UNHCR's NGO partners in the region conduct training on refugee law for government officials ranging from police and border guards to migration officials, prosecutors and judges. They also analyze national legislation and lobby for amendments.

"Legal NGOs in Central Asia have so much to share," said Indira Beganovic, UNHCR's protection officer in Tajikistan. "They speak the same language, had similar education and training under the Soviet system, and often work with the same groups of refugees, such as Afghans and Tajiks."

The Dushanbe workshop gave them a forum to discuss achievements and challenges in their daily work. While Adilet recently lobbied successfully for changes in the new citizenship law in Kyrgyzstan, its project manager, Hurnisa Mahaddinova, noted with humility: "I used to think we were very experienced with refugees, until I heard that some NGOs started working with UNHCR in the early 1990s. We certainly have a lot to learn from each other."

Added Denis Zhivaga, of Kazakhstan's Bureau for Human Rights and Rule of Law, "Sometimes we have to fight until the very end. When I could not wait anymore, I appealed to the press and was able to draw the authorities' attention to my client's plea."

Another NGO from Kazakhstan, New Vision, reiterated the importance of the media in changing attitudes towards refugees. It conducts lectures for journalists, students and other members of the public, explaining who refugees are and what can be done to help them.

Meanwhile, in Turkmenistan, NGOs made a breakthrough this summer when the government gave its permission to start training on gender and HIV/AIDS issues for officials and refugees. The classes have proven very useful and are now being taught in the refugee-hosting areas.

Keik Okara is one of the NGOs responsible for the training. "Keik Okara is a bowl-shaped plant which grows in the desert," explained its representative, Sabir Agabalaev. "When it rains, the plant fills with water and pilgrims can have a sip of water under the burning sun. In the same way, we hope we can provide the same salvation for refugees and asylum seekers through each NGO's work."

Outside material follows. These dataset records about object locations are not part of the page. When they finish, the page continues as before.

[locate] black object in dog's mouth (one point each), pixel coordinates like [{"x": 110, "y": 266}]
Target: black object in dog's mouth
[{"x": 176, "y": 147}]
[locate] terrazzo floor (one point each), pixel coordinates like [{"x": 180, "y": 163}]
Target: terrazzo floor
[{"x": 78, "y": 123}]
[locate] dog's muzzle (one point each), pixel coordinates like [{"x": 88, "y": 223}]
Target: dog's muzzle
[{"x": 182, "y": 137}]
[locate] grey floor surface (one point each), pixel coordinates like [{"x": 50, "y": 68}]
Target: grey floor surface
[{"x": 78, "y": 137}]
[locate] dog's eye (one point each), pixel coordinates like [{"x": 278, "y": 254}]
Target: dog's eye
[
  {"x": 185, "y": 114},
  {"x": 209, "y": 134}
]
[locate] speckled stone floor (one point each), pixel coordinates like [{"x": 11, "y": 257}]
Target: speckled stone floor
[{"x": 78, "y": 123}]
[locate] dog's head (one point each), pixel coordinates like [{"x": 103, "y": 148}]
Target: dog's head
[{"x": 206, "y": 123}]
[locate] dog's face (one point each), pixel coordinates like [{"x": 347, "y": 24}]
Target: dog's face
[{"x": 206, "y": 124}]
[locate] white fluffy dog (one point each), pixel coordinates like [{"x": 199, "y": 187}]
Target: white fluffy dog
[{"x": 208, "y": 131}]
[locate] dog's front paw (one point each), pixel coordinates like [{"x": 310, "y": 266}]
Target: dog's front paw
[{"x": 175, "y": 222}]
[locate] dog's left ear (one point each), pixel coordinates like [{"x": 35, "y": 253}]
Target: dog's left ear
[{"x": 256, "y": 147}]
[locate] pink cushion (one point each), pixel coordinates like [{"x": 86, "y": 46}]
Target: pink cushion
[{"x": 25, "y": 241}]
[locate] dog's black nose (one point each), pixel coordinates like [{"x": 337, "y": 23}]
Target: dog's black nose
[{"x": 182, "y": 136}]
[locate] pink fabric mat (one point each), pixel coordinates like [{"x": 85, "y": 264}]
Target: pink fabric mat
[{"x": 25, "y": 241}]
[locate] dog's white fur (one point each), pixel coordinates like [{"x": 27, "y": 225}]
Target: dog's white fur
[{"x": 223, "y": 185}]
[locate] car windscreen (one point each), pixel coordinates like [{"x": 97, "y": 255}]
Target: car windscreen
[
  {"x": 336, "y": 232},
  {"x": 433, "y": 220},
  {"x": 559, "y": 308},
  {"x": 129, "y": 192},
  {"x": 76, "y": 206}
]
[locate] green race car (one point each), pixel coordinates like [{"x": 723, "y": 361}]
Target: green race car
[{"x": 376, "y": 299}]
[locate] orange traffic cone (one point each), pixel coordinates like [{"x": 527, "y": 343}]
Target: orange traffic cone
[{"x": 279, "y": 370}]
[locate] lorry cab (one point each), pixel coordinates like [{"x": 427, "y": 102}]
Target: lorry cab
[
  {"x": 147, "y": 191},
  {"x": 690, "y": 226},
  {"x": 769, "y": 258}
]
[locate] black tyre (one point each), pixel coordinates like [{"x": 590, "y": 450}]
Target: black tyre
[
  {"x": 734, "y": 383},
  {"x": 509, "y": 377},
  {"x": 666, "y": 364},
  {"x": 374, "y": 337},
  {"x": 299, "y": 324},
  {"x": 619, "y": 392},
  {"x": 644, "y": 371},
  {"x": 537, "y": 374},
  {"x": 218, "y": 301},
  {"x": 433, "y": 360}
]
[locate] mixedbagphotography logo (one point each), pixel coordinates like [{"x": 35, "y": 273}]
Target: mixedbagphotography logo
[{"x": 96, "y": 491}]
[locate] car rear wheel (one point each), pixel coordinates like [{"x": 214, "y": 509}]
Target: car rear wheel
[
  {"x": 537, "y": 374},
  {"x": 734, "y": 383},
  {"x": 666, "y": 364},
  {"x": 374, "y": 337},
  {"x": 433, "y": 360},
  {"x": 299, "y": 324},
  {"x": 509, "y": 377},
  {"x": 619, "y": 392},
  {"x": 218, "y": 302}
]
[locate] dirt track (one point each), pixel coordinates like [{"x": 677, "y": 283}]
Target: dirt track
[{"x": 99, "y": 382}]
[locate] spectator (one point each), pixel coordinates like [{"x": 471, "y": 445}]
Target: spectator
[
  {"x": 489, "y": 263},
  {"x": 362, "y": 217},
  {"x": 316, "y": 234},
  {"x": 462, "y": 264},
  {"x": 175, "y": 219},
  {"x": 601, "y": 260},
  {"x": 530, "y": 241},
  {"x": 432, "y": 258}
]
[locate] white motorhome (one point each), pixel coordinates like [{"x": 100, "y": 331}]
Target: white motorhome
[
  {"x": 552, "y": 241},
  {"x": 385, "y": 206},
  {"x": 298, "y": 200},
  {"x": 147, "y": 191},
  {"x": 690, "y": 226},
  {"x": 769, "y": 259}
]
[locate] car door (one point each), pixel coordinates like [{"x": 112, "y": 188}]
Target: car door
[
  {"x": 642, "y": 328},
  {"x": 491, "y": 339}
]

As a follow-up to the workshop, the participants agreed to appoint one staff member in each country to facilitate regional coordination. They also resolved to compile each other's training and other materials into a single database that could be used by all.

The Dushanbe workshop is part of an 18-month EU-UNHCR project that ends in December. The project seeks to set up a comprehensive and humane international asylum management system by promoting respect for the rule of law in general, and the rights of asylum seekers and refugees in particular by building the capacity of the Central Asian governments and NGOs to deal with refugee-related issues.

Other activities include seminars on legal clinics and statelessness, summer school for law students and the establishment of reception centres for asylum seekers.